Bunyan se apoyó en la pared. Williams no tenía hijos. Si tuviera hijos no le habría hecho esa pregunta. Parecía que Williams pensaba que había algo siniestro en el temor de Harris por dejar a sus hijos con los asistentes sociales, pero Bunyan lo entendía. Ella tenía una casa limpia para su familia, armarios llenos de comida, la calefacción central encendida en todo momento, a juzgar por las facturas, y aun así no le gustaría que algún funcionario le diera consejos sobre cómo cuidar a sus hijos.

– No los llame -dijo Harris, llorando e intentando hablar con la boca abierta-. Por favor… por el amor de Dios.

– ¿A quién, Jimmy? ¿A quién no quiere que llamemos?

– A los asistentes sociales -dijo-. No llamen a los asistentes sociales.

Williams miró a Bunyan y se agachó junto a la silla.

– ¿Por qué no quieres que los llamemos, Jimmy? ¿Te conocen? ¿Han estado aquí antes?

– Jimmy -interrumpió Bunyan-, ¿a quién más podríamos llamar? Alguien que pudiera quedarse con los niños para que usted pudiera relajarse.

Harris se sentó recto.

– Leslie -dijo-. La hija de Isa, pero no sé dónde vive. Posiblemente en Drum.

Bunyan asintió, confortándolo.

– ¿Leslie está casada?

Harris se quedó aún más desconcertado.

– ¿Se ha casado y se ha cambiado el apellido? -preguntó Bunyan.

– Oh, no. No creo.

– O sea, ¿que también se apellida Findlay?

Jimmy Harris asintió impaciente.

– Debe de vivir en Drumchapel. Todos los Findlay viven allí.

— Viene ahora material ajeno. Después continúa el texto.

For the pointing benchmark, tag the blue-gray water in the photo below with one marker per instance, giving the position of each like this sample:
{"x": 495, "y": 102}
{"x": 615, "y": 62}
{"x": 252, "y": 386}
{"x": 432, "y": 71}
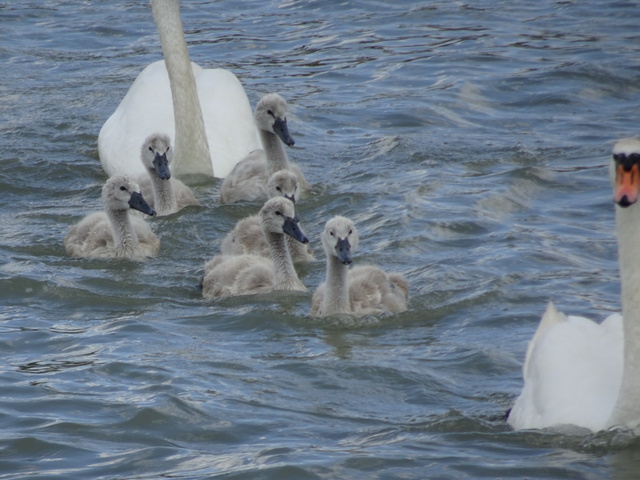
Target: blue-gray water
{"x": 468, "y": 140}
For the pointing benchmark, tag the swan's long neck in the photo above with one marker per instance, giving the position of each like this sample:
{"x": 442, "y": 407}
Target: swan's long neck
{"x": 274, "y": 150}
{"x": 285, "y": 274}
{"x": 627, "y": 409}
{"x": 336, "y": 299}
{"x": 191, "y": 147}
{"x": 165, "y": 201}
{"x": 125, "y": 239}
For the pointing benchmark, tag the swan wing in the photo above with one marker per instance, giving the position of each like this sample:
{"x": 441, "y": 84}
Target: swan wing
{"x": 228, "y": 119}
{"x": 147, "y": 108}
{"x": 572, "y": 373}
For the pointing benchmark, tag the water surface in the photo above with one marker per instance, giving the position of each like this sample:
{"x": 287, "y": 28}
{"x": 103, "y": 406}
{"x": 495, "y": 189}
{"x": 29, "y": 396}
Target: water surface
{"x": 469, "y": 142}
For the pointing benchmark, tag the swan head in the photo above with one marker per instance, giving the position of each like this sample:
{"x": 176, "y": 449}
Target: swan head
{"x": 271, "y": 116}
{"x": 340, "y": 239}
{"x": 156, "y": 155}
{"x": 278, "y": 216}
{"x": 624, "y": 171}
{"x": 120, "y": 192}
{"x": 283, "y": 183}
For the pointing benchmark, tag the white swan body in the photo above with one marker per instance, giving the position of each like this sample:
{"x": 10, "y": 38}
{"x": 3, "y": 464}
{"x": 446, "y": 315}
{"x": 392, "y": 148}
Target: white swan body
{"x": 252, "y": 274}
{"x": 361, "y": 290}
{"x": 248, "y": 180}
{"x": 581, "y": 373}
{"x": 114, "y": 233}
{"x": 205, "y": 112}
{"x": 247, "y": 236}
{"x": 165, "y": 194}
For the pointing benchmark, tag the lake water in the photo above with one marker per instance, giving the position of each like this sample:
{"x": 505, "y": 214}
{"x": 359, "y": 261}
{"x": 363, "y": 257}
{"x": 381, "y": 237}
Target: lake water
{"x": 469, "y": 142}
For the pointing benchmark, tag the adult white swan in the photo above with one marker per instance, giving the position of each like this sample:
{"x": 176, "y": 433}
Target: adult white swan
{"x": 579, "y": 372}
{"x": 206, "y": 113}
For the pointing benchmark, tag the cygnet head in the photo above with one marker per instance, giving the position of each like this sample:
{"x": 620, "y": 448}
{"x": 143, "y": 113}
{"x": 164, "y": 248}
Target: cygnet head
{"x": 624, "y": 171}
{"x": 271, "y": 116}
{"x": 278, "y": 216}
{"x": 156, "y": 155}
{"x": 340, "y": 239}
{"x": 283, "y": 183}
{"x": 120, "y": 192}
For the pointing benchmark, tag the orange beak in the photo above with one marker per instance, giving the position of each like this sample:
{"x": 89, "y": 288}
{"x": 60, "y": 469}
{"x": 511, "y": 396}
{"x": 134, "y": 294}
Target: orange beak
{"x": 627, "y": 186}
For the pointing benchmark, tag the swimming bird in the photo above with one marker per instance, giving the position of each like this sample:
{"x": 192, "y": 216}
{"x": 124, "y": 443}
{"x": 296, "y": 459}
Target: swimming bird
{"x": 582, "y": 373}
{"x": 247, "y": 235}
{"x": 248, "y": 180}
{"x": 165, "y": 194}
{"x": 361, "y": 290}
{"x": 231, "y": 275}
{"x": 205, "y": 111}
{"x": 113, "y": 233}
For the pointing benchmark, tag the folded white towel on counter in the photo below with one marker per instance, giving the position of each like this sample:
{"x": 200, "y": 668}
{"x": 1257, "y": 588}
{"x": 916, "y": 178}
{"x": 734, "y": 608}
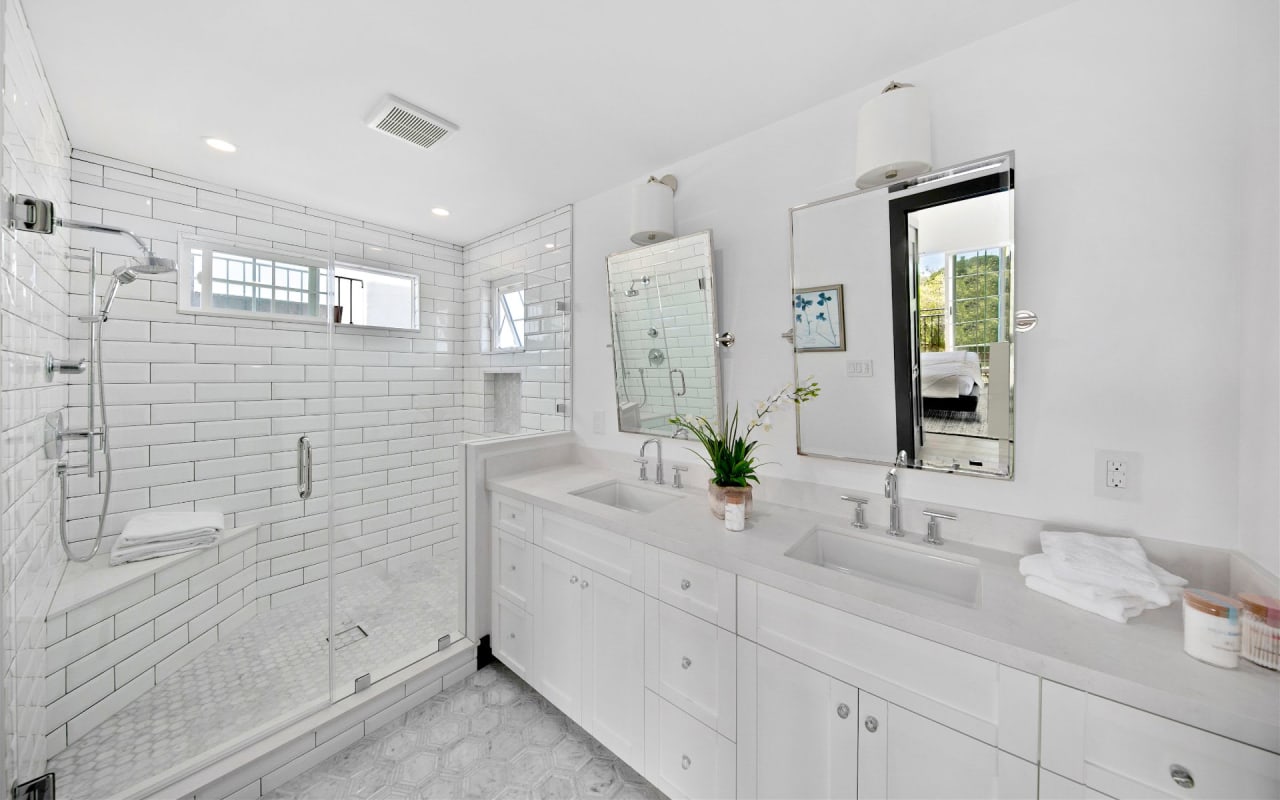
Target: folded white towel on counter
{"x": 122, "y": 554}
{"x": 1106, "y": 575}
{"x": 1114, "y": 608}
{"x": 159, "y": 526}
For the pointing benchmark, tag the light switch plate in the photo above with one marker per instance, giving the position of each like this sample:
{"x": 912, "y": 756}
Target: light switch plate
{"x": 859, "y": 369}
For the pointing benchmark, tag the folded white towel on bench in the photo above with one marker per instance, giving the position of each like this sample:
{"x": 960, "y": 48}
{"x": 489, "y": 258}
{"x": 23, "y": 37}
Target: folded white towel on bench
{"x": 159, "y": 526}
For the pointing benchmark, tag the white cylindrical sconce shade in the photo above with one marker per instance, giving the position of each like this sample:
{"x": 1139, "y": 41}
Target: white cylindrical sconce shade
{"x": 895, "y": 140}
{"x": 653, "y": 211}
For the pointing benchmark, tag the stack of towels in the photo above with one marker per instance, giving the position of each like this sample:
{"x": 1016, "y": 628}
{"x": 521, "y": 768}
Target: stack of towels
{"x": 167, "y": 533}
{"x": 1106, "y": 575}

Bunyan volvió a salir al recibidor. Estaba intentando encontrar su dirección cuando, de repente, el nombre le era muy familiar. Lo había oído hacía poco, relacionado con la hermana de la mujer muerta que vivía en Streatham, pero no se acordaba dónde lo había oído. La operadora le dio el número y mientras llamaba a su casa se repetía el nombre una y otra vez.

– Hola, ¿Leslie Findlay?

– No -dijo Cammy-. En estos momentos no está.

– Soy la detective Bunyan de la policía de Londres. Estoy intentando hablar con la señorita Findlay por un tema relacionado con su primo James Harris. ¿Sabe cómo podría localizarla?

– Puede llamarla al trabajo.

– ¿Dónde trabaja?

– En las Casas de Acogida Hogar Seguro. Si no está, puede dejarle un mensaje.

Sarah estaba muy cansada. Su camisa limpia estaba toda arrugada, el pelo sin brillo y se había cambiado los zapatos y se había puesto unas zapatillas de hombre con la piel quemada. Ni siquiera tenía fuerzas para ponerse contenta por los bollos de Chelsea que Maureen le había comprado y que solían ser sus preferidos. Subió con Maureen al piso de arriba y le enseñó su dormitorio.